Stampa questa pagina

Un cittadino di Bologna al suo sindaco

Le cose da dire premono e sono le seguenti.

È fuori dubbio che c’è in questo momento in Italia, nonostante le ferie, un polverone tremendo, un vociare sovrapposto; l’unica legge che conta sembra quella del fuoco, anche nelle parole. Sono dunque in atto una violenza esplicita e un’altra implicita, che non solo si sovrappongono ma di volta in volta sembrano manifestarsi come la faccia dello stesso peccato. Tutto questo non tanto come opposizione o contrapposizione agli atti del potere istituito ma avendo come obiettivo quel che si definisce “un potere che si sta costituendo”, vale a dire il nuovo potere del compromesso storico, che ha il suo sostegno e la sua nuova immagine nel P.C.I. per tanto il polverone tremendo e il vociare sovrapposto si accaniscono contro questo P.C.I. Da tale esplose di violenza argomentativa e problematica l’autentica responsabile del trentennale sfascio nazionale sembra, e in effetti è, defilata lontana emarginata; quando non appare, come ad esempio nelle incongrue situazioni torinesi, romane e napoletane seduta sulla carega di una opposizione moralistica, ammonitrice, sibilante. Sicché dentro all’occhio del tifone c’è ancora tutto intero il P.C.I., che potrebbe sembrare il vaso di molte contraddizioni, dunque fragile e immenso nello stesso tempo, forte e tuttavia sempre prossimo a incrinarsi perché buttato dentro ad acque profonde.
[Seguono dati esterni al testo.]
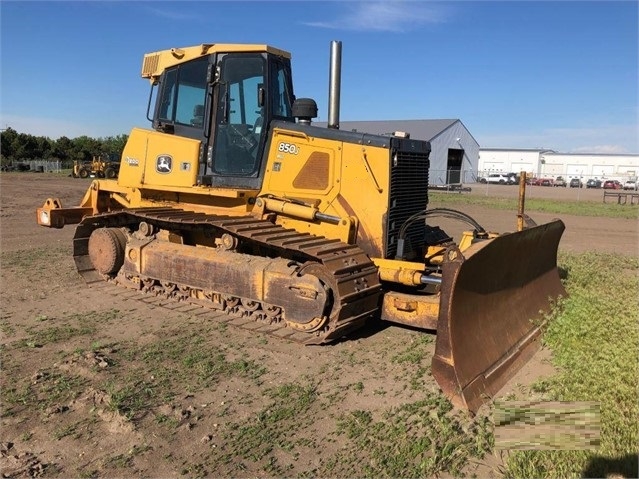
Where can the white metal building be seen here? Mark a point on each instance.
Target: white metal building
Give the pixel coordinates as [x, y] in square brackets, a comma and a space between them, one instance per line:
[587, 165]
[545, 163]
[505, 160]
[454, 154]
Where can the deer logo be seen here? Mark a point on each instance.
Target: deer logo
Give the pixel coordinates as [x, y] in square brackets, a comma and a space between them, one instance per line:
[163, 164]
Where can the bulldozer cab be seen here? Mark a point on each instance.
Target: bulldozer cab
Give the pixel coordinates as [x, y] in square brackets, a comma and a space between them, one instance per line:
[224, 101]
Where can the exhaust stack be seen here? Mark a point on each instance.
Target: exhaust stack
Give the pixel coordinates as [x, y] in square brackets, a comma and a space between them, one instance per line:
[335, 76]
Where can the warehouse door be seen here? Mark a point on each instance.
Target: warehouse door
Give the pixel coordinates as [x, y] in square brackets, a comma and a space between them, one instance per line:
[453, 166]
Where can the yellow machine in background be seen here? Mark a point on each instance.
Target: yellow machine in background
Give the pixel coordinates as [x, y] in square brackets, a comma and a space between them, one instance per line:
[235, 201]
[101, 166]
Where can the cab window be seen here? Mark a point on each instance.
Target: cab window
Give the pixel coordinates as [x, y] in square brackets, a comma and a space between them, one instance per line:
[183, 94]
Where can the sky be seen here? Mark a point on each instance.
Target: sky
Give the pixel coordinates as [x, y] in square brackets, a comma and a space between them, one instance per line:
[544, 74]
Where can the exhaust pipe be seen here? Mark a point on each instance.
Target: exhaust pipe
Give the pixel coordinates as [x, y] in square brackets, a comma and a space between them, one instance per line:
[335, 76]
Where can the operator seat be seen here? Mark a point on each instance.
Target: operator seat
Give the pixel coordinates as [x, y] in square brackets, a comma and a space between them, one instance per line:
[198, 115]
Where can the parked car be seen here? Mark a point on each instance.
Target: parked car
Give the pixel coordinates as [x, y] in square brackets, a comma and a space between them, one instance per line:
[559, 181]
[513, 178]
[612, 185]
[496, 178]
[543, 182]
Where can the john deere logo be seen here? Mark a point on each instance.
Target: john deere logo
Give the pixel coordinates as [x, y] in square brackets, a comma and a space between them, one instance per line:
[164, 164]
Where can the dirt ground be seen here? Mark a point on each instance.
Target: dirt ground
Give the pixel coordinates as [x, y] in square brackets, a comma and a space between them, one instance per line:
[97, 384]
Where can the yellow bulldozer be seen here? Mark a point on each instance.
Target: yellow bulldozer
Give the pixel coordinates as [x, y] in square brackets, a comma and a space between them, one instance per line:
[100, 166]
[235, 201]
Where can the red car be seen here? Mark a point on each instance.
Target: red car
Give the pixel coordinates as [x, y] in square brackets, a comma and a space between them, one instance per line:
[543, 182]
[612, 185]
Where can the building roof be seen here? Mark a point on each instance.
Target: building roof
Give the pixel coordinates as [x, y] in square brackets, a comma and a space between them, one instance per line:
[540, 150]
[422, 129]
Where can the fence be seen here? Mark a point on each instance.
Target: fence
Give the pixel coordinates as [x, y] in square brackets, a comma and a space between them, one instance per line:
[39, 166]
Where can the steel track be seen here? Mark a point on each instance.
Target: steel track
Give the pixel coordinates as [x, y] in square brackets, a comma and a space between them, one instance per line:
[354, 277]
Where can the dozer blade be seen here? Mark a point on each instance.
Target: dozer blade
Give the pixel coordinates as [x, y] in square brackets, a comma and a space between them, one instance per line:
[493, 300]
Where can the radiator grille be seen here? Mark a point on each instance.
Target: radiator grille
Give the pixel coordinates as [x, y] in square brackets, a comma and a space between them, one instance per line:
[408, 195]
[150, 65]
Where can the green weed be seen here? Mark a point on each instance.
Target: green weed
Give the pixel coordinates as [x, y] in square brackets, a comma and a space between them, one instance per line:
[594, 339]
[417, 439]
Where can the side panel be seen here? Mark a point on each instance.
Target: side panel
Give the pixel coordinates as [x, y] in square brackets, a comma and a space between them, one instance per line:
[153, 159]
[344, 179]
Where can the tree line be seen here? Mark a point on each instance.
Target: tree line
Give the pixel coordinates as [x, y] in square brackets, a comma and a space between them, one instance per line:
[19, 147]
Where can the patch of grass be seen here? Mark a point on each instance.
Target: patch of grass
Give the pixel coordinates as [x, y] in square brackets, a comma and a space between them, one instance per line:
[156, 373]
[594, 339]
[47, 388]
[577, 208]
[29, 258]
[70, 326]
[131, 397]
[273, 428]
[419, 439]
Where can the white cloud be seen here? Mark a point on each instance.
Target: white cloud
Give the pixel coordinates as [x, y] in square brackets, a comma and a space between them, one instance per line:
[171, 14]
[384, 16]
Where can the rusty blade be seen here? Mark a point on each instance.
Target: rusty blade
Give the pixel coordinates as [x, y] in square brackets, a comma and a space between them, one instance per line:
[491, 310]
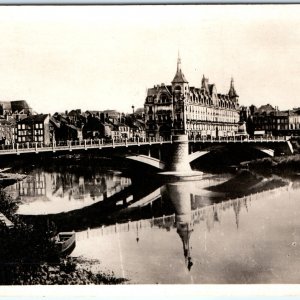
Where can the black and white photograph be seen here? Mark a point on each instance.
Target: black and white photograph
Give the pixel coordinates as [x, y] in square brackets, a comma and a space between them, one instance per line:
[149, 144]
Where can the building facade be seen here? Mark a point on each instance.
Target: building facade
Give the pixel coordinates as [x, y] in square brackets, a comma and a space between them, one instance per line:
[35, 128]
[198, 112]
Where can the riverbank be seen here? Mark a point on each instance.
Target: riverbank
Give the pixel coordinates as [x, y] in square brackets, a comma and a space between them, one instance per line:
[285, 166]
[70, 271]
[29, 255]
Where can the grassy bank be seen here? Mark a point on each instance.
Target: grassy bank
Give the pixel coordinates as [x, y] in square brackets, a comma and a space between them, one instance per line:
[29, 255]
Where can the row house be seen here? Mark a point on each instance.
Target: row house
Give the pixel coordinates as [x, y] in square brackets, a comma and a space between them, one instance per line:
[181, 109]
[35, 128]
[8, 131]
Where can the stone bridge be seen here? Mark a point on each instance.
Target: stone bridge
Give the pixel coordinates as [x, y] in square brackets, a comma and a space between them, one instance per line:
[172, 155]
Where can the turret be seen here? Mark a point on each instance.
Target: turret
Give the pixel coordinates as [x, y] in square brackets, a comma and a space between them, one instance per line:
[232, 93]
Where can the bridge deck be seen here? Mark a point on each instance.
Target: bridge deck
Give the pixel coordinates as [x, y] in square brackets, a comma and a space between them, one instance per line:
[91, 144]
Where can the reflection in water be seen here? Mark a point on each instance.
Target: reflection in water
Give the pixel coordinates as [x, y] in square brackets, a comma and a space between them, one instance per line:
[181, 196]
[47, 193]
[181, 232]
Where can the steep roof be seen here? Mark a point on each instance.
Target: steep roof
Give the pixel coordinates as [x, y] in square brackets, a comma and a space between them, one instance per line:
[232, 93]
[34, 119]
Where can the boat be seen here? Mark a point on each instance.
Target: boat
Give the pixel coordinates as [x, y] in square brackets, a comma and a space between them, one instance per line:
[66, 241]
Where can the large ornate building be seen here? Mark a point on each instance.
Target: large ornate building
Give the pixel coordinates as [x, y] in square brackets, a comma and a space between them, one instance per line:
[198, 112]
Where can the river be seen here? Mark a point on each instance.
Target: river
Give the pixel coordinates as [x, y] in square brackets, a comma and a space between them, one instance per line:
[220, 228]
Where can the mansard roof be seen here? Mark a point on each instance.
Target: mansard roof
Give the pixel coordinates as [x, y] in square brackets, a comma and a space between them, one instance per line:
[179, 76]
[34, 119]
[232, 93]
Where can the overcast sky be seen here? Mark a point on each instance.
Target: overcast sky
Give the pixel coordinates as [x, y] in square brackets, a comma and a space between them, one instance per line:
[100, 57]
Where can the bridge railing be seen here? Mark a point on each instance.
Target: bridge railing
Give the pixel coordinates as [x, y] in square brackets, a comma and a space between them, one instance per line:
[120, 142]
[78, 144]
[237, 139]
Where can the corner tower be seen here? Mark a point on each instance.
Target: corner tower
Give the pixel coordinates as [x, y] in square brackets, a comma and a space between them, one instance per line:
[180, 86]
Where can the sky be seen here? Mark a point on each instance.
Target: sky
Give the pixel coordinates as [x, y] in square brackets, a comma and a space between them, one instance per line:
[105, 57]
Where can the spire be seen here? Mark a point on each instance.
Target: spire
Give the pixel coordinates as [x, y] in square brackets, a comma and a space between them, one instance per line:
[204, 83]
[179, 76]
[232, 93]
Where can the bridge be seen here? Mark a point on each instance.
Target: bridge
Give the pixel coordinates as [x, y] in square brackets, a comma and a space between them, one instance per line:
[173, 154]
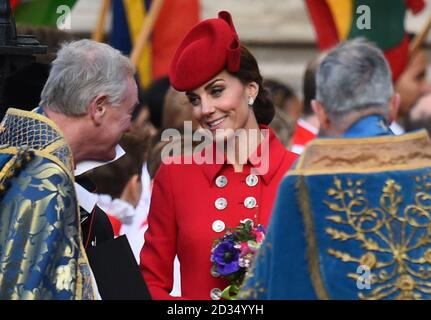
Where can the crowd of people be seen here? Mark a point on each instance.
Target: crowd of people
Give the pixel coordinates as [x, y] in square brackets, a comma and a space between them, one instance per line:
[332, 182]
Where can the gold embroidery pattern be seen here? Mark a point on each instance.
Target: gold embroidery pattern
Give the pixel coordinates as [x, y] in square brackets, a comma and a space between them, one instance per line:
[394, 238]
[33, 216]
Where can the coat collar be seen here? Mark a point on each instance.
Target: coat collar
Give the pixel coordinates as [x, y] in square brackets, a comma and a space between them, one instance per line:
[276, 153]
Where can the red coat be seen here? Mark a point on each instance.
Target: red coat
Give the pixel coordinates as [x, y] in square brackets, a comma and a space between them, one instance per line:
[184, 220]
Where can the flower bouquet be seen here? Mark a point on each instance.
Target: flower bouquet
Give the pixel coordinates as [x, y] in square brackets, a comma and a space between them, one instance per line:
[233, 254]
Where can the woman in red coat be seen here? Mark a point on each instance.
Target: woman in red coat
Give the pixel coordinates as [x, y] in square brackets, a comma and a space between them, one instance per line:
[193, 204]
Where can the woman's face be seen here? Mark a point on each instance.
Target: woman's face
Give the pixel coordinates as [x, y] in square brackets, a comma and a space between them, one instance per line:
[222, 103]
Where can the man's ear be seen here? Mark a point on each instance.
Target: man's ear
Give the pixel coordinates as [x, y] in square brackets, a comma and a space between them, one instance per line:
[321, 114]
[394, 104]
[133, 190]
[97, 108]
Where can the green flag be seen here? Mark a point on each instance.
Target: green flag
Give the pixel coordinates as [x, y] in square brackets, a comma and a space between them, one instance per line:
[43, 12]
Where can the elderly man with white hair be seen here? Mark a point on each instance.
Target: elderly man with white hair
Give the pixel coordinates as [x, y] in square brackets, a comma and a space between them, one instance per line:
[85, 108]
[351, 220]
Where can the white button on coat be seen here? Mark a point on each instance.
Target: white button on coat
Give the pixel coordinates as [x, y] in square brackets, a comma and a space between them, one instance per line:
[250, 202]
[221, 181]
[220, 203]
[218, 226]
[251, 180]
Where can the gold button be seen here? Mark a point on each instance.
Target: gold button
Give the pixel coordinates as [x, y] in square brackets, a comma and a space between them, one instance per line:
[250, 202]
[220, 203]
[251, 180]
[215, 294]
[221, 181]
[218, 226]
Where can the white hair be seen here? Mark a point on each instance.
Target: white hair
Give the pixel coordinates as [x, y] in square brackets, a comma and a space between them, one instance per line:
[352, 77]
[82, 70]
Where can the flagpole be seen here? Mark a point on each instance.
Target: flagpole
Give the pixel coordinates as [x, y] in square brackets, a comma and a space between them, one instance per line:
[99, 32]
[144, 34]
[420, 38]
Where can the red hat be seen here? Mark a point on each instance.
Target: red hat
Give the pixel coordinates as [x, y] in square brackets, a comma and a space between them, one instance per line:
[209, 48]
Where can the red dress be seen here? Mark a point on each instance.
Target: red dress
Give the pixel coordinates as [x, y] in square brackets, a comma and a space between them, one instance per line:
[192, 205]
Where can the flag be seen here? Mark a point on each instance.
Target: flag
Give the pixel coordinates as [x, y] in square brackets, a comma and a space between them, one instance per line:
[40, 12]
[13, 4]
[339, 20]
[176, 18]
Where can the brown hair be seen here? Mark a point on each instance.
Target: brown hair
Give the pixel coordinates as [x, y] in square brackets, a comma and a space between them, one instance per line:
[248, 72]
[112, 178]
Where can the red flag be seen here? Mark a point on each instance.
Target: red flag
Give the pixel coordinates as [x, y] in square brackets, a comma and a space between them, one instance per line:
[176, 18]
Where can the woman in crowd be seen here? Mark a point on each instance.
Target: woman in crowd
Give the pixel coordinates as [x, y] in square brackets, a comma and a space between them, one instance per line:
[194, 203]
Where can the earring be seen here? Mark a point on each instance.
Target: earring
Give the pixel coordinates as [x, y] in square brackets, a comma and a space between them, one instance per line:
[250, 101]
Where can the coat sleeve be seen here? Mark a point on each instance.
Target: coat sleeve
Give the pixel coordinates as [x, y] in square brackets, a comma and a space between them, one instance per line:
[158, 253]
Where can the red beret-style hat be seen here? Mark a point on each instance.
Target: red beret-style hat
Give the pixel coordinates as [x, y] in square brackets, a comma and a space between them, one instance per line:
[209, 48]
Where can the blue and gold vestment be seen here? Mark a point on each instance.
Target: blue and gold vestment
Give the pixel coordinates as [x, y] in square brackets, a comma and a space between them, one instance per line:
[41, 252]
[352, 221]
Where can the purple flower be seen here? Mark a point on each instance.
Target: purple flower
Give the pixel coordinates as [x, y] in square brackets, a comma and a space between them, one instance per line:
[261, 228]
[226, 256]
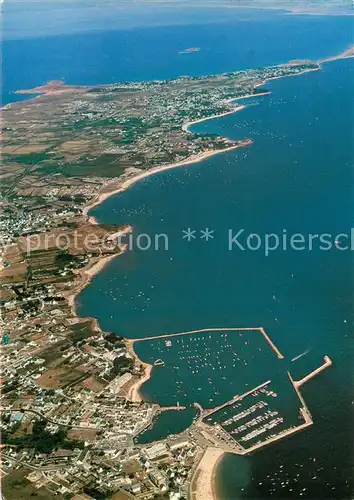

Se questo polverone c’è, e se davvero si ascolta (perché sale da varie parti) il vociare sovrapposto, penso che sia impegno urgente e meditato di ogni galantuomo (senza secondi fini che non siano quelli di ricercare la verità dei fatti e le conseguenze della storia) di intervenire come può e sa, non tanto perché il polverone si plachi – anche se vuole questo – ma almeno perché ogni discorso si svolga con la necessaria fermezza e con chiarezza per arrivare a un qualche risultato; cioè a una conclusione utile, che possa aiutarci a capire e a farci uscire dal presente marasma; soprattutto rimettendo in moto un dialogo e un nuovo rapporto coi giovani che si vedono e si sentono emarginati e offesi come i nuovi lebbrosi. E dico utile nel senso della chiarezza, secondo un computo di realismo politico: chiarezza sulle cose appena accadute o che stanno accadendo o che si presume debbano accadere. Perché le cose accadono sempre in qualche modo, e nel modo più orribile, se non sono prevenute o prevedute o capite.

Oggetto della mia lettera-intervento è lo stato della città di Bologna, capoluogo della regione Emilia-Romagna, città universitaria, con 498.000 abitanti e con 60.000 studenti per lo più di fuorivia (di questi circa seimila sono stranieri). Bologna, da trent’anni amministrata da giunte di sinistra e da un sindaco comunista. Bologna, diventata esempio di buon governo in un mare di nequizie. Bologna, infine, dove sono accaduti i fatti di marzo. Quattro giorni che hanno lasciato nella città un trauma che non si è ancora composto; anzi, direi che mentre il dibattito polemico si è frastagliato in molti rivoli senza sollevarsi da una certa rozzezza greve o pigra, il clima politico si è fatto di giorno in giorno, nel rapporto coi giovani, con l’università, con la dissidenza, più rissoso e più contrapposto; quasi che una regia muovesse uomini, cose, dati, incidenti, e stravolgesse i particolari disponendoli in un immediato antagonismo, quale che sia. Lo stesso accade, quasi sempre, negli interventi a voce o a stampa che in questi giorni proliferano avendo per oggetto questa città che, ripeto, è certamente nell’occhio di un tifone.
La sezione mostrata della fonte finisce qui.